Leitartikel Entwicklung der AfD zur Höcke-Partei

Thomas Block.
Thomas Block. © Foto: Thomas Koehler/photothek.net Tho
Berlin / Thomas Block 03.11.2018

Dass Björn Höcke das Holocaust-Mahnmal in Berlin als „Denkmal der Schande“ bezeichnet hat, gilt für viele seiner Anhänger inzwischen als alter Hut. Seine Äußerung über den „lebensbejahenden afrikanischen Ausbreitungstyp“, der sich hierzulande breitmache, ist Schnee von gestern. Auch die 1000-jährige Zukunft Deutschlands, die „erinnerungspolitische Wende um 180 Grad“, die es im Umgang mit dem „Dritten Reich“ brauche, oder der Marsch mit den Neonazis in Chemnitz interessieren nicht mehr. Alles egal. Höcke, dieser personifizierte rechte Rand der Partei, ist von seinem Landesverband auserkoren, aus der AfD die Volkspartei des Ostens zu machen.
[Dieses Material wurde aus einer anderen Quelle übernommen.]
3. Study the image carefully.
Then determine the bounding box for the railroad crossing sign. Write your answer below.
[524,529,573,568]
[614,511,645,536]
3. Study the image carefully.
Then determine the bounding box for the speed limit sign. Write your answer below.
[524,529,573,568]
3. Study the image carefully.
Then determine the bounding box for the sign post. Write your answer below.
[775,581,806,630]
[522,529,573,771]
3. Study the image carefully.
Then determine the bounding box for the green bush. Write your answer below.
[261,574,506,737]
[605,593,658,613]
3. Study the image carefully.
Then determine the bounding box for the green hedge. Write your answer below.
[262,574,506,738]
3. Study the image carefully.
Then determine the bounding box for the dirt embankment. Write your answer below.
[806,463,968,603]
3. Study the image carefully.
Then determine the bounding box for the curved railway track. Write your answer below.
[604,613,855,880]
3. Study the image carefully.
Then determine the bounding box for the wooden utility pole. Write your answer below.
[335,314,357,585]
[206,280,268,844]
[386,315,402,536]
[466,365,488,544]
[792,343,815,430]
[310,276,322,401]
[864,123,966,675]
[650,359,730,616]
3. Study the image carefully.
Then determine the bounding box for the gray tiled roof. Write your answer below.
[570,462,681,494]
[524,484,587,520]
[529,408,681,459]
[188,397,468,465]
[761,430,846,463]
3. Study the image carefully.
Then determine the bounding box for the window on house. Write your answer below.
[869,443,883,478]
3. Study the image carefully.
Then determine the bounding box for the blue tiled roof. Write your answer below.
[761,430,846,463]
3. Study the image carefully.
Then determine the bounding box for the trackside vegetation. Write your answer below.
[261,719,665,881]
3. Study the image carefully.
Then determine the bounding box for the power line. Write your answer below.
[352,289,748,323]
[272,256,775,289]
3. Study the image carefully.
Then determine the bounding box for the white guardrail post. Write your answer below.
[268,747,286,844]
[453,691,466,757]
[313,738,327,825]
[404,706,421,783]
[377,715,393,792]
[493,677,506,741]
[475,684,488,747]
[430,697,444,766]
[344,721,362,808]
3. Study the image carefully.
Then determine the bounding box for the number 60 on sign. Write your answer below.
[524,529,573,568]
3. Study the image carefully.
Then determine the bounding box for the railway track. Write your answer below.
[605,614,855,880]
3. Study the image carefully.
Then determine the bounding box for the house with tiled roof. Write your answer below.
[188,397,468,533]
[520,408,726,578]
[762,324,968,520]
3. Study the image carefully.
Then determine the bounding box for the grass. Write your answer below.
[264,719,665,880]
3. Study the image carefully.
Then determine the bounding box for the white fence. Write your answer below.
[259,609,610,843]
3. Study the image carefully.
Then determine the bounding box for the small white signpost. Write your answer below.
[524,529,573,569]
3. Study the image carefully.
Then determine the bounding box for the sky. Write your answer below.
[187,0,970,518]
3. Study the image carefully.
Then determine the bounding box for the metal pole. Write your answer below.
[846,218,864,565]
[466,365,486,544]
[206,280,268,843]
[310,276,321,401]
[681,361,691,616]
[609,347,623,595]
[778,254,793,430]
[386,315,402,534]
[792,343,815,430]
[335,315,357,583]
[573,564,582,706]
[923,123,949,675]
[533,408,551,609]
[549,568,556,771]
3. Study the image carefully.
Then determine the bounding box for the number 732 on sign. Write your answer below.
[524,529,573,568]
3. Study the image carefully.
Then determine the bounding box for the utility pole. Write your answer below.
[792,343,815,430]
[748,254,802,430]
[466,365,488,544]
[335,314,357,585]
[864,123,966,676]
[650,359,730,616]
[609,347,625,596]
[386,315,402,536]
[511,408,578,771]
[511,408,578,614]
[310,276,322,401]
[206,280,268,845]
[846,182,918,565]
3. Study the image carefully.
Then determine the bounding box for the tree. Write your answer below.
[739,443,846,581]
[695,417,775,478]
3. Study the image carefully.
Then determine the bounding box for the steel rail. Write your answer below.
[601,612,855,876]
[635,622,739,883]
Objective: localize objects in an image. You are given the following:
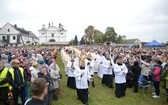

Mit den paar Äußerungen, die das „Establishment“ als rechtsextrem geißelt, möchte man sich da nicht zu lange aufhalten.

Nie war der ehemalige Geschichtslehrer mit den rechtsextremen Ansichten seinem Ziel näher: der vollständigen Höcke-isierung der AfD. Er hat ein Parteiausschlussverfahren hinter sich gelassen, als wäre nichts gewesen. Gleich zwei Parteichefs wollten ihn entmachten, Bernd Lucke und Frauke Petry. Er hat sie beide politisch überlebt. Und jetzt? Jetzt sieht es so aus, als könnte Höcke der Partei endlich und endgültig seinen Stempel aufdrücken. Sein Landesverband wählte ihn mit 84 Prozent zum Spitzenkandidaten und am Samstag ist er mit 84,4 Prozent der Stimmen als Landesvorsitzender bestätigt worden.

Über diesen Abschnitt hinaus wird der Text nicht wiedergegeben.